Nothing will pardon the former Speaker of her lavish tax-payer-funded
lifestyle, although on a national scale, that’s a far less grievous crime than
the way she behaved as Speaker of the House. She won’t admit that, of course. Ms
Bishop’s instincts regarding the electorate had always been better than her
political choices, how is she feeling now, the day after her political career
was ripped from her?

As I watched her preside over the House for almost 2 years, demanding
silence on her left and inviting Labor Members to leave the chamber under 94A,
were there also quiet moments in the darkness when she admitted, if only to
herself, that her behaviour as Speaker was entirely without honour?
And now, when it appears to be all over, does she expect a farewell
party, a gold watch from her former colleagues in the Liberal Party? Her
single, untarnished claim to fame is that she survived in Federal Parliament
longer than any other woman because she didn’t know when to retire.

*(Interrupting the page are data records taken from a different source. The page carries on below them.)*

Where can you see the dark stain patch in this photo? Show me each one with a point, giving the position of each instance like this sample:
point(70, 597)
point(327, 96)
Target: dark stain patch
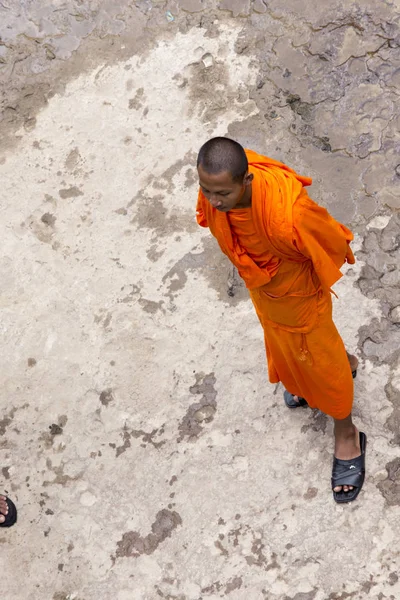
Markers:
point(234, 584)
point(129, 297)
point(221, 548)
point(55, 429)
point(167, 176)
point(106, 397)
point(303, 109)
point(303, 596)
point(72, 159)
point(213, 264)
point(153, 253)
point(202, 411)
point(133, 544)
point(367, 586)
point(146, 438)
point(205, 106)
point(211, 589)
point(150, 306)
point(137, 101)
point(390, 487)
point(152, 214)
point(71, 192)
point(60, 478)
point(48, 219)
point(257, 557)
point(6, 421)
point(317, 422)
point(310, 493)
point(43, 229)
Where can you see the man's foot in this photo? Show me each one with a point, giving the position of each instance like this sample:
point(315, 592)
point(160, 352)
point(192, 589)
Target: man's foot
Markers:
point(350, 473)
point(8, 512)
point(353, 361)
point(3, 509)
point(293, 401)
point(347, 446)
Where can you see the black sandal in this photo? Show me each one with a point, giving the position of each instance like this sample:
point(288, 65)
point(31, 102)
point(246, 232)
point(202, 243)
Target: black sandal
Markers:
point(291, 402)
point(11, 516)
point(349, 472)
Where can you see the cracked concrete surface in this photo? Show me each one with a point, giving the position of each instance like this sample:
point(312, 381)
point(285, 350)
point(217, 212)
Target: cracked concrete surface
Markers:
point(146, 451)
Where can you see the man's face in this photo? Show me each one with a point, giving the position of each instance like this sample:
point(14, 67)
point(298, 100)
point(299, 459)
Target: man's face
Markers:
point(221, 191)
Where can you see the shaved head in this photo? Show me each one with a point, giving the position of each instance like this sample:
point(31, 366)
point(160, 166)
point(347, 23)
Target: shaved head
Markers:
point(220, 155)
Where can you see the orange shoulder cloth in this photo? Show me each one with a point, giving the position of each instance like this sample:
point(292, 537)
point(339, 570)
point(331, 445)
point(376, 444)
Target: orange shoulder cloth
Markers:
point(275, 189)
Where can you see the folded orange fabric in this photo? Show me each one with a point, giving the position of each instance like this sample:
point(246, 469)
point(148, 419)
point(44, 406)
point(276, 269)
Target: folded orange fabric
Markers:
point(289, 252)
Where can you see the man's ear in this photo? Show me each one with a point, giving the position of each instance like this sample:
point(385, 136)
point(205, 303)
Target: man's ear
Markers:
point(248, 178)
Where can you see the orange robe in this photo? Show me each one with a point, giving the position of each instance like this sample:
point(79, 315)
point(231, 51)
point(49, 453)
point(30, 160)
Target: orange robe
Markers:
point(289, 251)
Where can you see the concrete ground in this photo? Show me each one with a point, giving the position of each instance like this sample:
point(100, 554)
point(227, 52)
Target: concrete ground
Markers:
point(147, 453)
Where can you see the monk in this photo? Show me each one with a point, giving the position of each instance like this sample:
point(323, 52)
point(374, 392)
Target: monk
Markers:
point(289, 251)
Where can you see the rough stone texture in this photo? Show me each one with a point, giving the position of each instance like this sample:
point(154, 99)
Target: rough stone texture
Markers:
point(147, 454)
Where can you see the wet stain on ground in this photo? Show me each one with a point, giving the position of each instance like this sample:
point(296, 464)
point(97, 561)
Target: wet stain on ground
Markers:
point(146, 438)
point(390, 487)
point(133, 544)
point(106, 396)
point(202, 411)
point(213, 265)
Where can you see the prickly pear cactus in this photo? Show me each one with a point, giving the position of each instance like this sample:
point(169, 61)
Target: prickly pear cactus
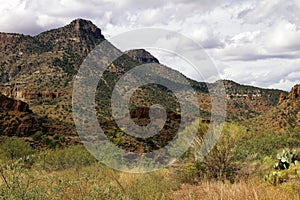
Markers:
point(285, 159)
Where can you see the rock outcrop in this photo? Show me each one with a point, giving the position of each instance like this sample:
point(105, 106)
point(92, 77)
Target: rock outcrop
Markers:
point(142, 56)
point(16, 119)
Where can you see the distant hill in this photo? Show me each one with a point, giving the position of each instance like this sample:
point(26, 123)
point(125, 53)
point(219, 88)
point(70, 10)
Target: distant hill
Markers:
point(39, 70)
point(16, 119)
point(284, 116)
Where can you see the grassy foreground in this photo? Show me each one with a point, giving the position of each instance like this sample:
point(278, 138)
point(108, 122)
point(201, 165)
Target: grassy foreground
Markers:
point(230, 171)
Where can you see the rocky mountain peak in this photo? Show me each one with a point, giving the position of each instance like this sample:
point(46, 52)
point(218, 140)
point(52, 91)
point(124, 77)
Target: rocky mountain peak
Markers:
point(295, 92)
point(83, 26)
point(141, 55)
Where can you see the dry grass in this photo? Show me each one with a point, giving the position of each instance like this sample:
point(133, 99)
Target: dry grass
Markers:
point(254, 189)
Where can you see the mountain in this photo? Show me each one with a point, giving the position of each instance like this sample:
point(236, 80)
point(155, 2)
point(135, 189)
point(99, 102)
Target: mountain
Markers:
point(284, 116)
point(142, 56)
point(40, 71)
point(17, 119)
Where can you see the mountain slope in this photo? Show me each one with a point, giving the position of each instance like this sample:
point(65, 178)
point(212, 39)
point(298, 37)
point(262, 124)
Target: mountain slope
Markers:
point(39, 70)
point(284, 116)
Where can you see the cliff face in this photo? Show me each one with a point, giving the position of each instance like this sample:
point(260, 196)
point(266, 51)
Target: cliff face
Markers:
point(16, 119)
point(142, 56)
point(285, 115)
point(39, 70)
point(295, 92)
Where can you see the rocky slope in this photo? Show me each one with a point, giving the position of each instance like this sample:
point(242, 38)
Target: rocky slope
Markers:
point(16, 119)
point(39, 70)
point(285, 116)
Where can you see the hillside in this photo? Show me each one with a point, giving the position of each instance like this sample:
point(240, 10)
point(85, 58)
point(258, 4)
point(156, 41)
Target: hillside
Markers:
point(285, 116)
point(39, 70)
point(17, 119)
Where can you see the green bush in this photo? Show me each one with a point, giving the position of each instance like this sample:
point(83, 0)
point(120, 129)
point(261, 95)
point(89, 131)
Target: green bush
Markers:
point(71, 157)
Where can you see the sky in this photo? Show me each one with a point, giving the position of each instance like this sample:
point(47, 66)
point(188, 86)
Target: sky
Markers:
point(254, 42)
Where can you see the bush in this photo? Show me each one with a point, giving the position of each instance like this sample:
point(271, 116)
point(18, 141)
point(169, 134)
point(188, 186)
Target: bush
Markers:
point(71, 157)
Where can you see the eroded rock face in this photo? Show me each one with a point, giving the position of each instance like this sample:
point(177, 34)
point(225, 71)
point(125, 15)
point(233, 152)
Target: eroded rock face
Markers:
point(282, 98)
point(295, 92)
point(142, 56)
point(16, 119)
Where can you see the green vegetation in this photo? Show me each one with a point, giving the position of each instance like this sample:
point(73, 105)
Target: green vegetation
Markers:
point(239, 166)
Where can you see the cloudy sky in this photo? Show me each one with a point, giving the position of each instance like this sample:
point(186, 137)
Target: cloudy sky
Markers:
point(253, 42)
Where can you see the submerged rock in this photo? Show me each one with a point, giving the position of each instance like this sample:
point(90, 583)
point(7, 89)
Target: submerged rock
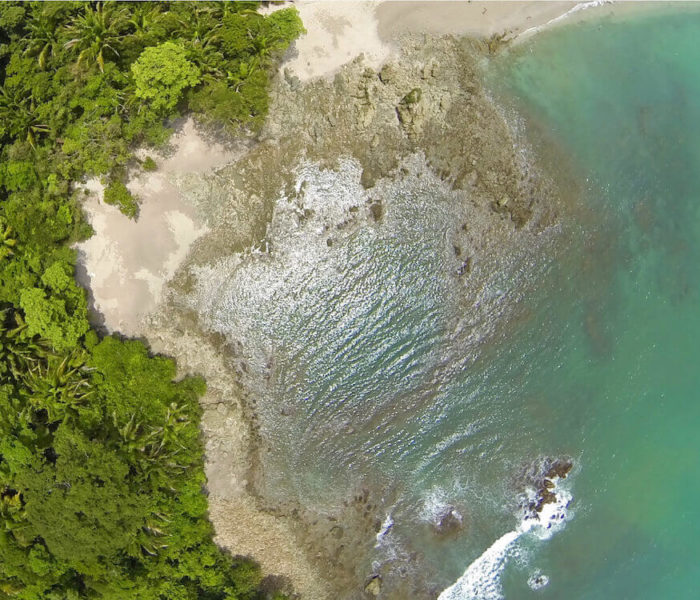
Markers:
point(448, 521)
point(374, 586)
point(540, 481)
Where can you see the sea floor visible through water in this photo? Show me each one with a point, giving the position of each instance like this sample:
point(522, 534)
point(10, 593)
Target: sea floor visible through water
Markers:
point(408, 355)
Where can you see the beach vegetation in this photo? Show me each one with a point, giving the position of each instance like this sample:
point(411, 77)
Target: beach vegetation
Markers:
point(101, 461)
point(117, 194)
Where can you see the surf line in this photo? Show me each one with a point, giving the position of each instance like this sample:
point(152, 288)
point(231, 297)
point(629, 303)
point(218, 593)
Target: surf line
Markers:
point(482, 578)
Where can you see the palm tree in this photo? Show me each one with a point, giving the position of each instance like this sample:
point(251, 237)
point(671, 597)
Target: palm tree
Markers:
point(18, 116)
point(57, 385)
point(97, 31)
point(144, 20)
point(43, 39)
point(7, 240)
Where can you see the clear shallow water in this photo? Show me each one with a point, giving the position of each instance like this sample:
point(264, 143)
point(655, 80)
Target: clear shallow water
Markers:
point(621, 98)
point(369, 371)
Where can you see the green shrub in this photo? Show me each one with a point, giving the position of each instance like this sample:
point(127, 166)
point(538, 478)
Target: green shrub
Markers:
point(117, 194)
point(149, 164)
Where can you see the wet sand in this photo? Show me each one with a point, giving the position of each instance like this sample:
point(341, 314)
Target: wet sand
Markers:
point(127, 263)
point(129, 266)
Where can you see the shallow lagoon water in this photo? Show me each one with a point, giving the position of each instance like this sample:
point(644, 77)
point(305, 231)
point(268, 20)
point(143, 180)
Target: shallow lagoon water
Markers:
point(368, 369)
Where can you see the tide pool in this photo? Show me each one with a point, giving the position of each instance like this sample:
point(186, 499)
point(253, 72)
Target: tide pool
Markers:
point(375, 366)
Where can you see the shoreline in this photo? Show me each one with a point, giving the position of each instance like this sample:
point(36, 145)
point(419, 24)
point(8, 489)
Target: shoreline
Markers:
point(233, 502)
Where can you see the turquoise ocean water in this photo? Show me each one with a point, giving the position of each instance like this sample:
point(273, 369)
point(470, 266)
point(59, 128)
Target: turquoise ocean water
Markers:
point(621, 368)
point(370, 373)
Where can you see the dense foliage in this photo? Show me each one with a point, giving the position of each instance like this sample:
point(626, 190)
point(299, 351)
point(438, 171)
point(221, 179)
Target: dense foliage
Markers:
point(101, 477)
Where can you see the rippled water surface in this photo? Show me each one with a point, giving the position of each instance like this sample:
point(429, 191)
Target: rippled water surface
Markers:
point(374, 365)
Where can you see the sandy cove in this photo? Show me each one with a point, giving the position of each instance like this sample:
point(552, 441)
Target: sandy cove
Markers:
point(128, 266)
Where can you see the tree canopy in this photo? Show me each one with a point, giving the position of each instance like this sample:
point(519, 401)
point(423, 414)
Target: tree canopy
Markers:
point(101, 463)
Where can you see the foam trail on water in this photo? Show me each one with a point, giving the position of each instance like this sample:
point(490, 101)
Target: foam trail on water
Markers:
point(578, 8)
point(482, 579)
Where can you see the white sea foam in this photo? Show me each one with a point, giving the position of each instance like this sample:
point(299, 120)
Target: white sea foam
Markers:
point(387, 524)
point(537, 581)
point(482, 579)
point(578, 8)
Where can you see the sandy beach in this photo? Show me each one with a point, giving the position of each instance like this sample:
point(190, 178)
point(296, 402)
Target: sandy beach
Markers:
point(128, 266)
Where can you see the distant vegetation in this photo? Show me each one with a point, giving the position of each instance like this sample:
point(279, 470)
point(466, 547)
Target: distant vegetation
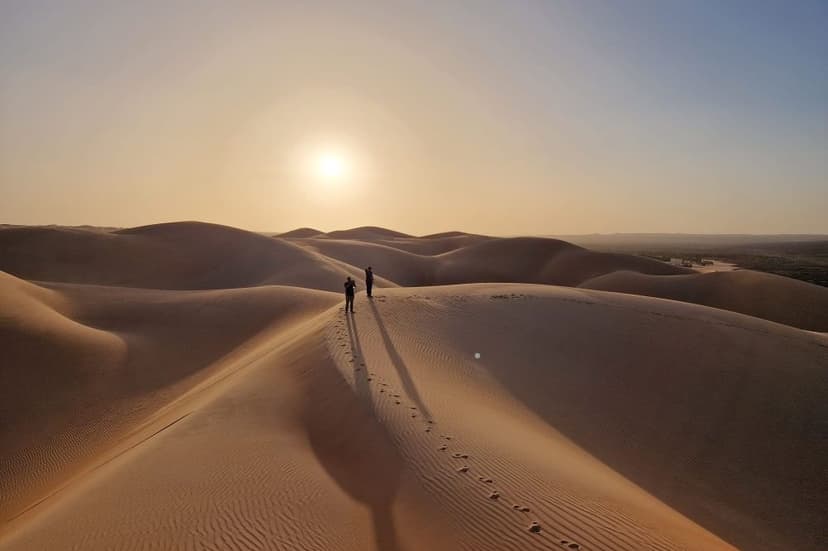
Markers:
point(806, 261)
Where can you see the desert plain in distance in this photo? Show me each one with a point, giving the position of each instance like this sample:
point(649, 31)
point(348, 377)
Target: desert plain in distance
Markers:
point(195, 386)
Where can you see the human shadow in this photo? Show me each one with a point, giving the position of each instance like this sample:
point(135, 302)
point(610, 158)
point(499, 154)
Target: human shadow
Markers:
point(361, 386)
point(399, 365)
point(351, 445)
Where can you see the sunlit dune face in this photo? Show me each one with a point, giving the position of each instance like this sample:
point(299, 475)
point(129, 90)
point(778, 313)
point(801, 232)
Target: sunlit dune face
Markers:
point(331, 167)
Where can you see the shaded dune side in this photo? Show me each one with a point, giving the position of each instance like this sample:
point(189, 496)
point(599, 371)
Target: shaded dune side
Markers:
point(182, 255)
point(767, 296)
point(190, 255)
point(327, 454)
point(713, 412)
point(83, 364)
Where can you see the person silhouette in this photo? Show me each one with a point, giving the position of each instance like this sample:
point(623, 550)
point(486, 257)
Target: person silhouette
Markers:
point(369, 281)
point(350, 289)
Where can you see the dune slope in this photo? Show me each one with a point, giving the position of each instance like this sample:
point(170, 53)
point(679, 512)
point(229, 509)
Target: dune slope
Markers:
point(618, 422)
point(84, 365)
point(767, 296)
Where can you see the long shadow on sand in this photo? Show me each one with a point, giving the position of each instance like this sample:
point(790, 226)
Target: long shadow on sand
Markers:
point(402, 371)
point(352, 446)
point(360, 372)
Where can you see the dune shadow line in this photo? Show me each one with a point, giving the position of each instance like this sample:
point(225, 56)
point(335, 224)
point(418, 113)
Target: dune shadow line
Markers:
point(360, 373)
point(402, 371)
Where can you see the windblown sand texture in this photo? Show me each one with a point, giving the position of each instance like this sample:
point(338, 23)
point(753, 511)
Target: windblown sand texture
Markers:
point(193, 386)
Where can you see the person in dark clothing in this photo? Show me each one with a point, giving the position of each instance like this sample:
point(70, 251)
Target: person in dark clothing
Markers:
point(369, 281)
point(350, 289)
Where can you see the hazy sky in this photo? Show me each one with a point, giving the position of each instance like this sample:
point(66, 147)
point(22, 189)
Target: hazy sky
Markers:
point(502, 117)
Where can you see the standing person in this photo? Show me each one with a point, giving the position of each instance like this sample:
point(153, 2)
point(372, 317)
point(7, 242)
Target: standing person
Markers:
point(350, 289)
point(369, 281)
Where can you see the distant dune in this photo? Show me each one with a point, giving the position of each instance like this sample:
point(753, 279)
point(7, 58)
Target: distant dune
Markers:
point(366, 232)
point(301, 232)
point(190, 385)
point(767, 296)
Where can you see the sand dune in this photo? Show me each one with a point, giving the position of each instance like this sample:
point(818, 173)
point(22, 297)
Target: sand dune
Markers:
point(767, 296)
point(301, 232)
point(84, 364)
point(332, 447)
point(253, 416)
point(366, 233)
point(185, 255)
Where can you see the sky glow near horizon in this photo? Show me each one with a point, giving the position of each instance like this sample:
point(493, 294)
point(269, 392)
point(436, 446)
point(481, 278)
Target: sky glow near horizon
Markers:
point(540, 117)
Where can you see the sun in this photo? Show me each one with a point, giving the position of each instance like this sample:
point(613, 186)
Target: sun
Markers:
point(331, 166)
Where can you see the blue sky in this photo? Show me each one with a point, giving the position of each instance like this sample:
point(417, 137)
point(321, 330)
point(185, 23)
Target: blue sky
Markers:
point(498, 117)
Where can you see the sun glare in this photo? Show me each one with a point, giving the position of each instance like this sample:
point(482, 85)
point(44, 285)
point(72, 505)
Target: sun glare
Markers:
point(331, 166)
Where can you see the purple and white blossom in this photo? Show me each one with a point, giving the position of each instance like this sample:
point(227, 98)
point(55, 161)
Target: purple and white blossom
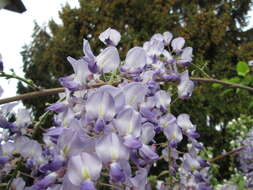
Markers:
point(110, 37)
point(112, 130)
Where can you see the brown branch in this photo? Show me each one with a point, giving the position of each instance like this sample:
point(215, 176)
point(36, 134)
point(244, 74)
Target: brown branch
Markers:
point(219, 157)
point(224, 83)
point(58, 90)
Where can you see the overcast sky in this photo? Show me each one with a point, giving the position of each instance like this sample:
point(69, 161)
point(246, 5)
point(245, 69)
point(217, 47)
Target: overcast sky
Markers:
point(16, 30)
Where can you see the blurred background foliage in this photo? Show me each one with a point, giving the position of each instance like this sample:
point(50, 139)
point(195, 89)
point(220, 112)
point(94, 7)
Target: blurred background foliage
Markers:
point(215, 30)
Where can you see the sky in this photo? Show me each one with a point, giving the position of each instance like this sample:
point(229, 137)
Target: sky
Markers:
point(16, 30)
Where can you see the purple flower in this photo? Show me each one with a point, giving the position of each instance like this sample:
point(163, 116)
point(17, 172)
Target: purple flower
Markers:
point(87, 185)
point(136, 58)
point(163, 100)
point(1, 64)
point(117, 173)
point(128, 122)
point(108, 60)
point(167, 38)
point(140, 180)
point(18, 184)
point(183, 120)
point(110, 37)
point(110, 148)
point(186, 56)
point(177, 44)
point(185, 87)
point(135, 93)
point(100, 105)
point(82, 167)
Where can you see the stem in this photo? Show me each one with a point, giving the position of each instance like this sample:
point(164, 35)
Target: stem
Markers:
point(109, 185)
point(58, 90)
point(201, 70)
point(219, 157)
point(224, 83)
point(8, 76)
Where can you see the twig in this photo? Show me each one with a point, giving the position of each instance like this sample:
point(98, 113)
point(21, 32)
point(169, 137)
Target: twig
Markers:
point(224, 83)
point(48, 92)
point(109, 185)
point(14, 76)
point(219, 157)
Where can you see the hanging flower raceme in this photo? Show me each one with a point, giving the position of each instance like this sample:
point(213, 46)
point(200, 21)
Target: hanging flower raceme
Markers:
point(114, 131)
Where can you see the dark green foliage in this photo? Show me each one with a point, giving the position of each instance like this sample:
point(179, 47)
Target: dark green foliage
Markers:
point(212, 28)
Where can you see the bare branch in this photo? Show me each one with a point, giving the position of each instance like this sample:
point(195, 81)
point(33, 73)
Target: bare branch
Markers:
point(219, 157)
point(48, 92)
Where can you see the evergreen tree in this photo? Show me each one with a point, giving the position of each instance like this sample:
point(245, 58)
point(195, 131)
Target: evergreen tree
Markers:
point(212, 28)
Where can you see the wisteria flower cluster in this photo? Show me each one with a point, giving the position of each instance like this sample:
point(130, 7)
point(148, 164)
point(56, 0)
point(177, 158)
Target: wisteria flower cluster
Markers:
point(114, 134)
point(245, 158)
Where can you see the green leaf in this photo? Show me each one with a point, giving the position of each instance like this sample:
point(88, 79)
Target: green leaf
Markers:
point(226, 91)
point(234, 80)
point(216, 85)
point(242, 68)
point(251, 105)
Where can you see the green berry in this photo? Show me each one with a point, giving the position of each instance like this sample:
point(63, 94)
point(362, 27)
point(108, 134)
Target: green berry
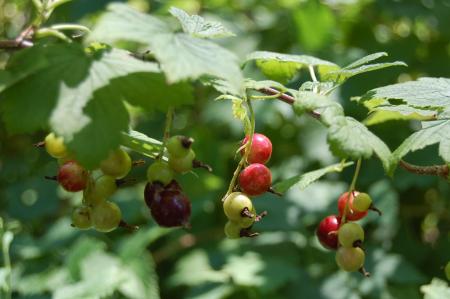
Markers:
point(362, 202)
point(102, 188)
point(161, 172)
point(350, 259)
point(246, 222)
point(81, 217)
point(232, 230)
point(106, 216)
point(55, 146)
point(349, 233)
point(234, 204)
point(117, 165)
point(184, 164)
point(179, 146)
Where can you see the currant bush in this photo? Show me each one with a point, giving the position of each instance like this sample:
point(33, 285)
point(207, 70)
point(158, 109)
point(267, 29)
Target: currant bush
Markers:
point(350, 259)
point(350, 213)
point(72, 176)
point(179, 146)
point(55, 146)
point(117, 165)
point(235, 204)
point(81, 217)
point(255, 179)
point(161, 172)
point(350, 234)
point(327, 231)
point(106, 216)
point(261, 149)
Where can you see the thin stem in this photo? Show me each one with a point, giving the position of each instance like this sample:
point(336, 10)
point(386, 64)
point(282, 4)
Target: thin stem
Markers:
point(168, 126)
point(248, 146)
point(6, 242)
point(351, 189)
point(285, 98)
point(312, 73)
point(70, 27)
point(44, 32)
point(436, 170)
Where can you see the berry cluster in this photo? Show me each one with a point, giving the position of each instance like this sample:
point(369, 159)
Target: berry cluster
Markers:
point(163, 195)
point(255, 179)
point(97, 186)
point(337, 233)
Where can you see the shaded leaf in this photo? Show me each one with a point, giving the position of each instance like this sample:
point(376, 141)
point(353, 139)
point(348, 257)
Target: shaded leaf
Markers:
point(198, 26)
point(283, 67)
point(424, 98)
point(437, 289)
point(181, 55)
point(432, 132)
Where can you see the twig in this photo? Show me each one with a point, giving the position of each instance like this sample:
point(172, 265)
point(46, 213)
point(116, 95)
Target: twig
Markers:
point(285, 98)
point(436, 170)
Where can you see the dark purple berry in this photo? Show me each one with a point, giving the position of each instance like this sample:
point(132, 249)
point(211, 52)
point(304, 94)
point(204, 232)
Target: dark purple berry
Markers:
point(171, 208)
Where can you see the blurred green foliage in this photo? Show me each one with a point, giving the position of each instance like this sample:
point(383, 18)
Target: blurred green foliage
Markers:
point(407, 246)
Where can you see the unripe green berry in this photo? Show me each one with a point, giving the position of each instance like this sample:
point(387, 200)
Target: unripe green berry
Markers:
point(106, 216)
point(350, 259)
point(81, 217)
point(184, 164)
point(232, 230)
point(234, 204)
point(349, 233)
point(362, 202)
point(160, 171)
point(117, 164)
point(55, 146)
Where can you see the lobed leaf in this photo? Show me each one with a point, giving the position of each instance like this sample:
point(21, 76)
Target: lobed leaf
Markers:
point(198, 26)
point(426, 98)
point(81, 95)
point(432, 132)
point(283, 67)
point(180, 55)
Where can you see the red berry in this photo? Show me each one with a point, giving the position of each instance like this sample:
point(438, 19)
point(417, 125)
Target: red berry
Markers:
point(351, 213)
point(72, 176)
point(327, 231)
point(171, 208)
point(261, 149)
point(255, 179)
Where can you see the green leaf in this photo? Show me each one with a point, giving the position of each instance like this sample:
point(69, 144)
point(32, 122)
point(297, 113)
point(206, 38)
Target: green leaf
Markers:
point(252, 84)
point(42, 282)
point(426, 98)
point(283, 67)
point(351, 139)
point(198, 26)
point(304, 180)
point(437, 289)
point(76, 102)
point(141, 143)
point(181, 55)
point(330, 111)
point(400, 112)
point(343, 75)
point(432, 132)
point(365, 60)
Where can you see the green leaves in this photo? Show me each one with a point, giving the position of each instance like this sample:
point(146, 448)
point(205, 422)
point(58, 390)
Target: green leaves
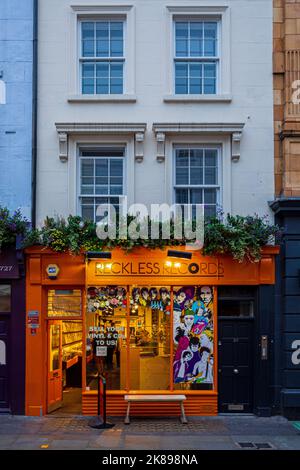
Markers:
point(11, 225)
point(237, 236)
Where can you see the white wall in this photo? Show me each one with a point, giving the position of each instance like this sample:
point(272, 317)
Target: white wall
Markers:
point(250, 64)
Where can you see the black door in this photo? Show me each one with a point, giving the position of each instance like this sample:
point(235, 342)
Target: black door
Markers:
point(235, 353)
point(4, 378)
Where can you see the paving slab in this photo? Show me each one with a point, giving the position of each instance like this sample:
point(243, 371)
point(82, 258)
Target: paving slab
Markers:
point(201, 433)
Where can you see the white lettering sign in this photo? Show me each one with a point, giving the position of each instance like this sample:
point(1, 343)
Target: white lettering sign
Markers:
point(296, 354)
point(2, 353)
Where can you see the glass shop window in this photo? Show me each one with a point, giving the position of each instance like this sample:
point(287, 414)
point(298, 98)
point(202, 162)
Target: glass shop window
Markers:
point(5, 298)
point(106, 330)
point(193, 338)
point(64, 303)
point(54, 347)
point(149, 338)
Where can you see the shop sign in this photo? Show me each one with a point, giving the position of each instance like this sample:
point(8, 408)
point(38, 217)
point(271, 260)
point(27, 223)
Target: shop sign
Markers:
point(2, 353)
point(160, 268)
point(101, 351)
point(9, 268)
point(33, 321)
point(296, 353)
point(52, 271)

Today, Liberal MP Darren Chester tweeted “Bronnie blazed trail for other women in politics: she has
been a warrior for her cause: I wish her well @rharris334”

In isolation,
her CV should look spectacular, yet the two words most strongly associated with
Ms Bishop are probably helicopter and
kerosene. Her first act as Shadow
Health Minister was to support the tobacco industry; her tenure in the shadow health
portfolio was short.
Today, Prime Minister Malcolm Turnbull has paid tribute to Ms Bishop,
using words that could just as easily describe an ocean liner, and probably
should.
"She's been a magnificent figure on the national stage as a minister, as a member, senator, speaker. Bronwyn is unforgettable; she's dynamic, she's colourful, she's charismatic and we thank her, on behalf of the Liberal Party, we thank her for her extraordinary service."
The former Prime Minister, another to be unceremoniously dumped, described
his political mentor as a “warrior for good causes.”
I’m pleased to see her gone, but can’t quite bring myself to do a happy dance at her demise. She will suffer this defeat, although I suspect she may be feeling some measure of relief
that she can stop being that warrior, that magnificent ocean-going vessel, and
just sit down in her satin pjs and watch the soaps.
For now, the
former Minister for Aged Care in the Howard Government will have to fund her
own helicopter jaunts from her meagre parliamentary pension of just…wait for it…$9,614 per fortnight. That’s more than
ten times what an aged pensioner gets, and one helluva reward for a career marked
by prodigious ambition and humiliating failures.